Opinion
2012-05-3
Law Office of Daniel M. Sleasman, Albany (Daniel M. Sleasman of counsel), for appellant. Luibrand Law Firm, P.L.L.C., Latham (Kevin A. Luibrand of counsel), for respondents.
Law Office of Daniel M. Sleasman, Albany (Daniel M. Sleasman of counsel), for appellant. Luibrand Law Firm, P.L.L.C., Latham (Kevin A. Luibrand of counsel), for respondents.
Before: PETERS, P.J., MALONE JR., KAVANAGH, STEIN and EGAN JR., JJ.
KAVANAGH, J.
Appeal from an order of the Supreme Court (Connolly, J.), entered March 7, 2011 in Albany County, which denied plaintiff's request for an award of counsel fees.
In August 2007, defendants purchased property within the East Ridge subdivision located in the Town of Colonie, Albany County, which lies adjacent to a golf course owned by plaintiff. Plaintiff sold the land upon which the subdivision is located and, at the time of sale, entered into a restrictive covenant with the subdivision developer providing that homeowners within the subdivision could not erect a fence upon their property “until plans for such fences ... have been submitted to and approved by the [Architectural Control Committee].”

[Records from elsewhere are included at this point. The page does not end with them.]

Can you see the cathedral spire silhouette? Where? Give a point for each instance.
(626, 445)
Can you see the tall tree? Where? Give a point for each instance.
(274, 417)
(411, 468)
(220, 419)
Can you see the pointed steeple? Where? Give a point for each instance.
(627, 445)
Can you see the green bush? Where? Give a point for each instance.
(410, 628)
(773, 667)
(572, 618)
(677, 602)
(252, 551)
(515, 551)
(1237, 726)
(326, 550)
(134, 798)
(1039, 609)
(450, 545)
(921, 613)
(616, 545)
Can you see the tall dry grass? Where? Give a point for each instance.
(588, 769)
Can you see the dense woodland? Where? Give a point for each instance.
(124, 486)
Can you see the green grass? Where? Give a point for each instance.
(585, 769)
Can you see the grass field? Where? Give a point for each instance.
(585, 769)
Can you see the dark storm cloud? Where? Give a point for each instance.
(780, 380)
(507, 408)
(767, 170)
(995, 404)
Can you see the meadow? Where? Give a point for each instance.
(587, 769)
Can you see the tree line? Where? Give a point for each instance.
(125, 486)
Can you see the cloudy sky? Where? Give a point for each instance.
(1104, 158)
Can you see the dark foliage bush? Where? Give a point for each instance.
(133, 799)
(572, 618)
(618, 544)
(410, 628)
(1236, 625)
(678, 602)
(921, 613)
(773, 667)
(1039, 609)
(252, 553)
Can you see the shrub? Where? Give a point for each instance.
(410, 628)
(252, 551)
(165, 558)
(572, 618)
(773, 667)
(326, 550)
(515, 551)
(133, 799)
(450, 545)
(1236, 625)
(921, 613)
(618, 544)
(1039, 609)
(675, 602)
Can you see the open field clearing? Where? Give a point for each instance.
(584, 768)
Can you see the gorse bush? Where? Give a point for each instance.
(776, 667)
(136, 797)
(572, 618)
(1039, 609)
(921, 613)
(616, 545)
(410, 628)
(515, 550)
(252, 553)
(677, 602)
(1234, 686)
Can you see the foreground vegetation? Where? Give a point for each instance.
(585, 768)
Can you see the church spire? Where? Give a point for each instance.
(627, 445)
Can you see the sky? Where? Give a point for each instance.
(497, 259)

The Committee was organized under the covenant and was to consist of individuals representing both plaintiff and residents of the subdivision.

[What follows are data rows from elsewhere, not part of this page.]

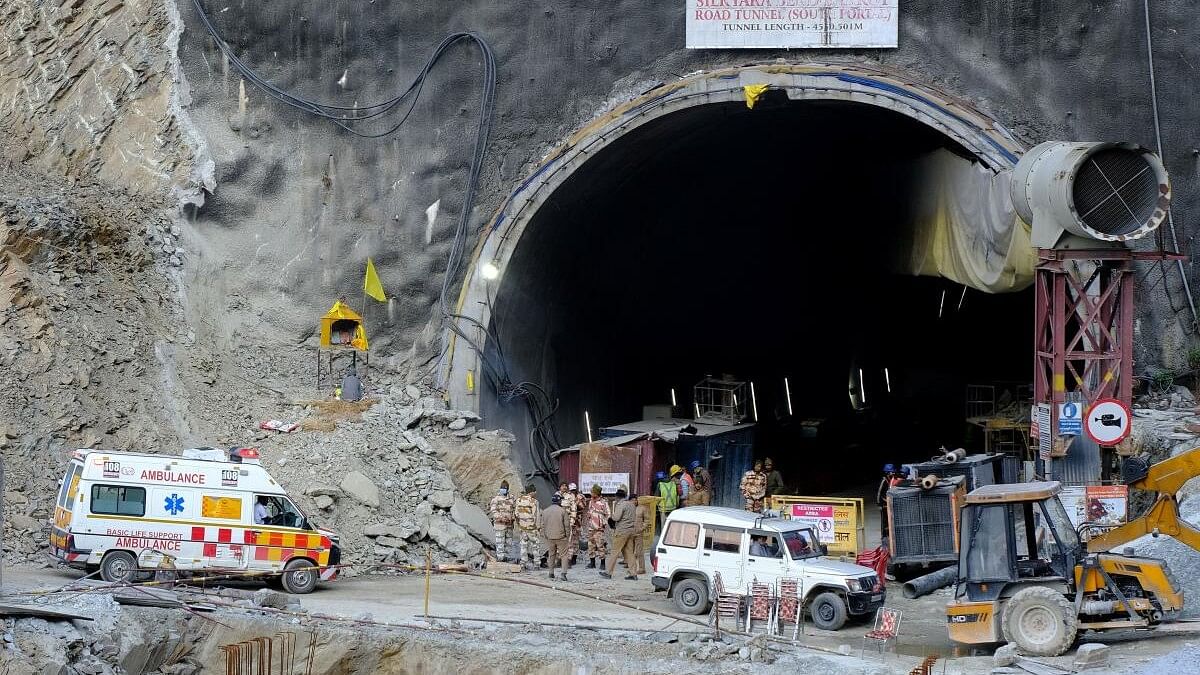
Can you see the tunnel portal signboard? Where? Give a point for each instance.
(763, 24)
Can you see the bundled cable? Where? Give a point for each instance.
(540, 406)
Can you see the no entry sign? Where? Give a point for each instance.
(1108, 422)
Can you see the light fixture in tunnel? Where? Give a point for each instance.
(490, 270)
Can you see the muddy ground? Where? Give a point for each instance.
(551, 626)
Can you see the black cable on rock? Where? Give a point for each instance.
(540, 407)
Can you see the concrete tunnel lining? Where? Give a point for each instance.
(969, 133)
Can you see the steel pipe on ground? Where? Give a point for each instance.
(929, 583)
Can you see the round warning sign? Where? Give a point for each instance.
(1108, 422)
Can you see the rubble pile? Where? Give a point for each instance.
(85, 312)
(1164, 426)
(385, 485)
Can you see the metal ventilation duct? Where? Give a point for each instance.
(1101, 191)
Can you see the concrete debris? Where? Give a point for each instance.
(1005, 656)
(1091, 656)
(361, 488)
(473, 519)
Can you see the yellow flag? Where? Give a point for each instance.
(753, 91)
(371, 285)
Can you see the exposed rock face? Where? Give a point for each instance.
(361, 489)
(87, 88)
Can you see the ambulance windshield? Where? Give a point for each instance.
(281, 512)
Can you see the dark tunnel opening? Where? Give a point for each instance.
(759, 244)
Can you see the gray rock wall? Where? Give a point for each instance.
(300, 204)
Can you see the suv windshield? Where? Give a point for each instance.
(801, 544)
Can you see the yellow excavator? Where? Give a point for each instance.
(1025, 575)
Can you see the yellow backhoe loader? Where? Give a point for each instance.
(1026, 578)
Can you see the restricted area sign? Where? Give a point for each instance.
(1108, 422)
(1071, 419)
(819, 517)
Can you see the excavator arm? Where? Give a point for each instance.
(1165, 478)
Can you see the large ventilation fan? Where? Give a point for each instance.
(1097, 191)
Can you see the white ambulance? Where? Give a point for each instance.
(129, 514)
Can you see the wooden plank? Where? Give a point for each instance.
(19, 611)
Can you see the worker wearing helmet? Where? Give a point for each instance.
(669, 496)
(683, 482)
(891, 477)
(701, 475)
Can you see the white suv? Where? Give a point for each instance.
(699, 542)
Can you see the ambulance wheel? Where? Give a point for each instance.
(300, 577)
(119, 567)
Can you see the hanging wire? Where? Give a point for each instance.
(539, 404)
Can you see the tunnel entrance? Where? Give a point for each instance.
(757, 244)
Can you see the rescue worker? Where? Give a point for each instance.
(774, 478)
(502, 509)
(556, 527)
(891, 478)
(623, 524)
(528, 515)
(576, 513)
(683, 482)
(701, 495)
(754, 488)
(669, 496)
(701, 475)
(598, 519)
(641, 521)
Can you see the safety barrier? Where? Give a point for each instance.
(839, 521)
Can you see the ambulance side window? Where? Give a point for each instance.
(118, 500)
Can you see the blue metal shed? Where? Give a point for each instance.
(726, 451)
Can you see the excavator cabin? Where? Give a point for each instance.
(1025, 575)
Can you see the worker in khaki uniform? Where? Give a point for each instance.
(570, 503)
(502, 509)
(641, 521)
(754, 488)
(556, 526)
(528, 515)
(598, 519)
(580, 508)
(623, 524)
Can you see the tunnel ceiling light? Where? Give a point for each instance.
(490, 270)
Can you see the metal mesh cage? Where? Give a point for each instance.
(1115, 191)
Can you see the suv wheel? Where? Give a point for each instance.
(828, 611)
(690, 596)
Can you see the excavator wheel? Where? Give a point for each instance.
(1039, 621)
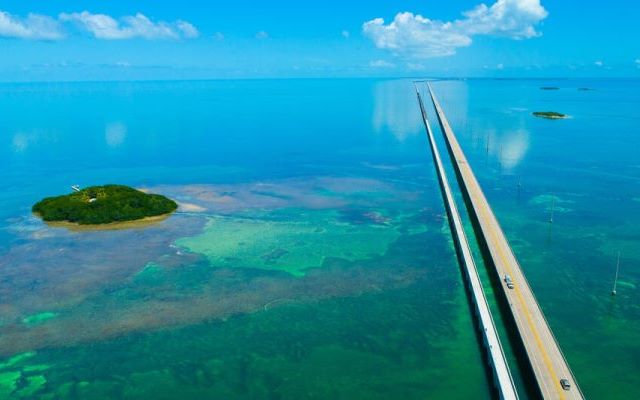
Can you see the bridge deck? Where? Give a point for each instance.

After purchasing the property, defendant Margaret F. Holbritter spoke with Edward O'Connor, plaintiff's president, regarding defendants' desire to install a fence on their property. Holbritter concedes that she never obtained permission as required by the restrictive covenant prior to installing the fence.

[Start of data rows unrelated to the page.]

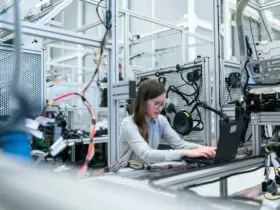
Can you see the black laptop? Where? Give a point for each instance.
(230, 134)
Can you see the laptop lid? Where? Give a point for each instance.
(230, 134)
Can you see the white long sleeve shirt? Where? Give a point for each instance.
(132, 145)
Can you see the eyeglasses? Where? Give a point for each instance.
(159, 104)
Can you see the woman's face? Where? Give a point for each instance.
(154, 106)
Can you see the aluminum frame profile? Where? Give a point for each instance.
(155, 21)
(177, 182)
(258, 119)
(53, 33)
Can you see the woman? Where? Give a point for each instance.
(140, 133)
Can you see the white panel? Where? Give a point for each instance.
(70, 16)
(204, 10)
(170, 10)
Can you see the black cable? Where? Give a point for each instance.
(229, 93)
(253, 39)
(98, 14)
(219, 55)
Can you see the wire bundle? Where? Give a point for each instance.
(91, 147)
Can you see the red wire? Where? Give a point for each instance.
(91, 147)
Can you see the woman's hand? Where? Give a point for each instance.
(201, 151)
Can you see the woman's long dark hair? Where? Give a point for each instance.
(148, 89)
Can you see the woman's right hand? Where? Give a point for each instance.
(199, 152)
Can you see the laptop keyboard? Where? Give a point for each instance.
(206, 161)
(211, 161)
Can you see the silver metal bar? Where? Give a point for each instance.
(96, 140)
(254, 5)
(269, 5)
(177, 182)
(90, 25)
(54, 12)
(266, 26)
(223, 188)
(156, 21)
(112, 78)
(217, 64)
(53, 33)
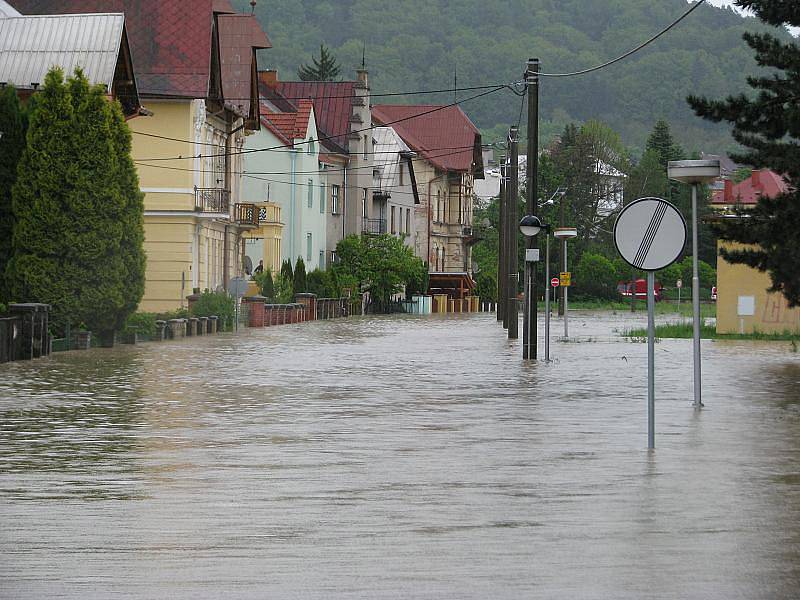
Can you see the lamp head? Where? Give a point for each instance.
(531, 225)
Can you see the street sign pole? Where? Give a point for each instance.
(651, 388)
(649, 235)
(546, 297)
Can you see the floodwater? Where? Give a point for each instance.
(400, 457)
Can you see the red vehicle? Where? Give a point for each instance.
(625, 288)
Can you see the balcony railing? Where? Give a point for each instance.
(214, 200)
(246, 214)
(373, 226)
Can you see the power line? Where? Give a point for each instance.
(629, 52)
(335, 97)
(331, 137)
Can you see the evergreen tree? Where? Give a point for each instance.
(12, 143)
(324, 69)
(286, 270)
(77, 241)
(299, 281)
(768, 124)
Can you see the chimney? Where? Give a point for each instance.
(363, 77)
(728, 194)
(268, 77)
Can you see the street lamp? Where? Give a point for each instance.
(564, 234)
(695, 172)
(530, 226)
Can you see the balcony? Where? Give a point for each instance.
(373, 226)
(212, 200)
(246, 215)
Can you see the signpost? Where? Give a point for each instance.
(649, 235)
(237, 287)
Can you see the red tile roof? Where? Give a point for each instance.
(170, 39)
(761, 183)
(288, 126)
(238, 36)
(446, 137)
(333, 105)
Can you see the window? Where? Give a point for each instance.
(334, 199)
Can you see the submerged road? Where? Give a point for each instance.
(400, 457)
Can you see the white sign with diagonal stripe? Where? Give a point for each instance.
(650, 234)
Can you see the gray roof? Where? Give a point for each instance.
(31, 45)
(6, 10)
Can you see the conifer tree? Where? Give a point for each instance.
(77, 241)
(12, 142)
(767, 123)
(299, 281)
(324, 69)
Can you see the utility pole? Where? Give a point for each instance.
(530, 316)
(512, 220)
(502, 260)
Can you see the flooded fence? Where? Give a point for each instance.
(25, 332)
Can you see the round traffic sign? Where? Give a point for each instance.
(650, 234)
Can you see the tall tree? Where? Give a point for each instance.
(77, 241)
(12, 142)
(324, 69)
(767, 123)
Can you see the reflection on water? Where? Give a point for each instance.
(400, 457)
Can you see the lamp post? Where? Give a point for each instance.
(564, 234)
(530, 226)
(695, 172)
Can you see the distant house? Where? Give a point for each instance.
(346, 145)
(31, 45)
(394, 191)
(195, 66)
(449, 159)
(743, 303)
(286, 175)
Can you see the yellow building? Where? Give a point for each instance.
(195, 69)
(745, 306)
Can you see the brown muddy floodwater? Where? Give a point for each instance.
(400, 457)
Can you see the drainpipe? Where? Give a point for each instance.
(292, 211)
(430, 217)
(344, 201)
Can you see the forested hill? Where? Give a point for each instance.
(417, 44)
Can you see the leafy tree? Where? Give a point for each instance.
(324, 69)
(768, 125)
(381, 264)
(12, 143)
(299, 281)
(77, 241)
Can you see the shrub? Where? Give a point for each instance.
(220, 304)
(595, 277)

Plaintiff commenced this action seeking to enforce the restrictive covenant and for an award of counsel fees. Supreme Court found that defendants had installed the fence in violation of the covenant and ordered it removed. The court also found that while the covenant referenced legal fees, it did not mandate that they be awarded and concluded that since defendants had not acted in bad faith in erecting the fence, such an award would not be appropriate under the circumstances. Plaintiff now appeals.
“It is well settled in New York that a prevailing party may not recover attorneys' fees from the losing party except where authorized by statute, agreement or court rule” ( U.S. Underwriters Ins. Co. v. City Club Hotel, LLC, 3 N.Y.3d 592, 597, 789 N.Y.S.2d 470, 822 N.E.2d 777 [2004] [citations omitted]; see Flemming v. Barnwell Nursing Home & Health Facilities, Inc., 15 N.Y.3d 375, 379, 912 N.Y.S.2d 504, 938 N.E.2d 937 [2010]; Chapel v. Mitchell, 84 N.Y.2d 345, 348–349, 618 N.Y.S.2d 626, 642 N.E.2d 1082 [1994]; Hooper Assoc. v. AGS Computers, 74 N.Y.2d 487, 491, 549 N.Y.S.2d 365, 548 N.E.2d 903 [1989] ), and that a written agreement providing for such fees should be strictly construed ( see Gottlieb v. Such, 293 A.D.2d 267, 268, 740 N.Y.S.2d 44 [2002], lv. denied 98 N.Y.2d 606, 746 N.Y.S.2d 457, 774 N.E.2d 222 [2002] ). Here, the covenant in relevant part reads as follows: “Enforcement of these restrictions shall be by legal proceedings against the person or persons violating or attempting to violate the same to either restrain or correct any violation and to recover monetary damages, including legal fees and costs, incurred in enforcing compliance with these restrictions.” As written, the covenant does not state that legal fees incurred in enforcing it will be paid by the party against whom such a proceeding is commenced; rather, it merely references the fact that legal proceedings initiated to enforce the covenant may include a request for such fees. Therefore, we cannot agree with plaintiff that the covenant mandated the imposition of counsel fees, and Supreme Court's order is, in all respects, affirmed.
ORDERED that the order is affirmed, with costs.